А дяде Льву становилось все хуже, его могучий организм, никогда не знавший болезней, сдал сразу, и спасти его оказалось выше сил.
Однажды вечером жену дяди Льва вызвали в больницу. Вся в слезах она заглянула к нам в комнату и просунула в дверь Сильву. Дяде Льву было совсем плохо. Сильва послушно вошла, положила голову на мои колени и влажными карими глазами стала рассказывать о своем горе, о том, что за одно дыхание своего хозяина готова отдать всю свою нехитрую собачью жизнь, и о том, как несправедливы люди, что не дают ей быть рядом с ним, а ей больше ничего бы и не надо. И хотя Сильва не могла говорить, в эту ночь она первая сказала всем нам о смерти дяди Льва.
Я забылась в коротком тревожном сне, когда тишину ночи вдруг прорезал пронзительный, страшный, разрывающий душу собачий вой. В ярком свете вспыхнувшей лампы я увидела Сильву с высоко поднятой мордой; из ее глаз текли две серебряные струйки слез. Прошло много лет, но эту невыносимую, безысходную собачью тоску я слышу до сих пор.
Я так плакала, узнав утром о смерти дяди Льва, что меня отправили на другой конец города, к бабушке.
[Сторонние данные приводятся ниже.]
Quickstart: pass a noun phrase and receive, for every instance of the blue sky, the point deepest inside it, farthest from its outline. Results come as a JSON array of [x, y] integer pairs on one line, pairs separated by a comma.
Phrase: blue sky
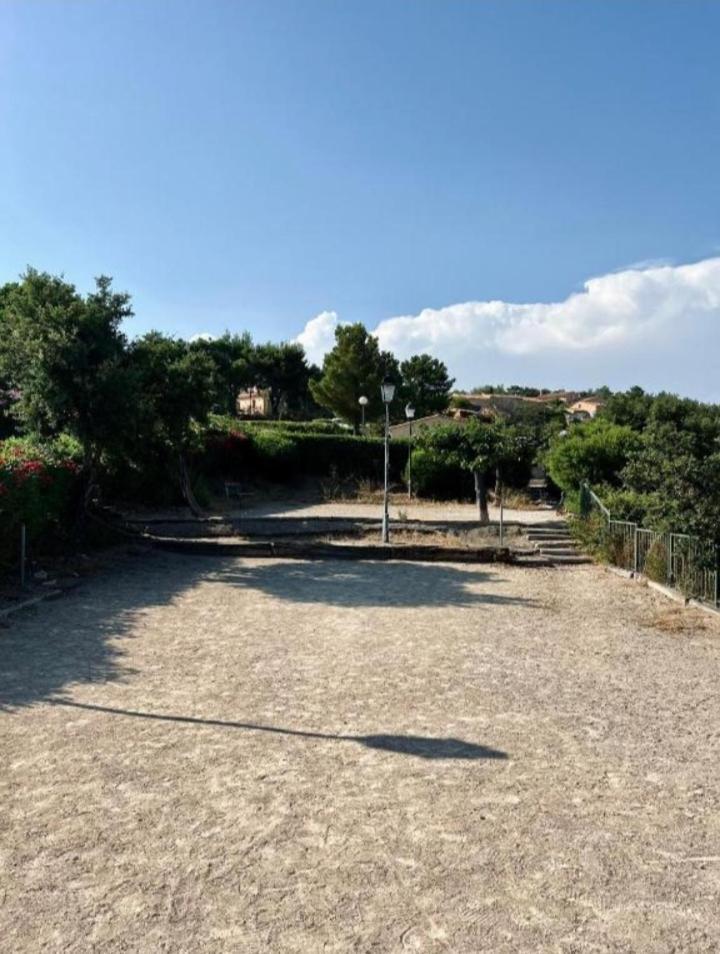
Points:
[[251, 165]]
Так больше и я не видела своего большого друга: когда мне, наконец, удалось сбежать из-под строгого надзора, я застала лишь свежий желтый могильный холмик, на котором лежала мордой вниз рыжая красавица Сильва. Я окликнула ее, но она как-то дико посмотрела на меня и даже не переменила позы. Я звала, просила, уговаривала ее и, наконец, заплакала, но Сильва не шевелилась.
Она лежала на могиле, уткнув морду в лапы, неподвижно, как изваяние. Больше Сильва в нашем доме не появилась ни разу. Подходя к могиле дяди Льва, можно было видеть ее лежащей в той же неподвижной позе. Но стоило подойти ближе, как она уходила, видимо больше всего на свете боясь, что ее опять оторвут от друга. Так продолжалось несколько дней. Но придя однажды в ясное холодное и ветреное утро, мы не нашли Сильву на ее обычном месте — она исчезла навсегда. Говорят, собаки перед смертью уходят далеко от людских глаз — не хотят, чтобы видели их последнюю муку...
* * *
И вот пролетели, пробежали годы... Богата и многогранна жизнь, и, может быть, затерялся бы в ней этот трогательный случай бескорыстной и преданной собачьей дружбы, если бы не напомнил мне о нем пестрый осенний клен.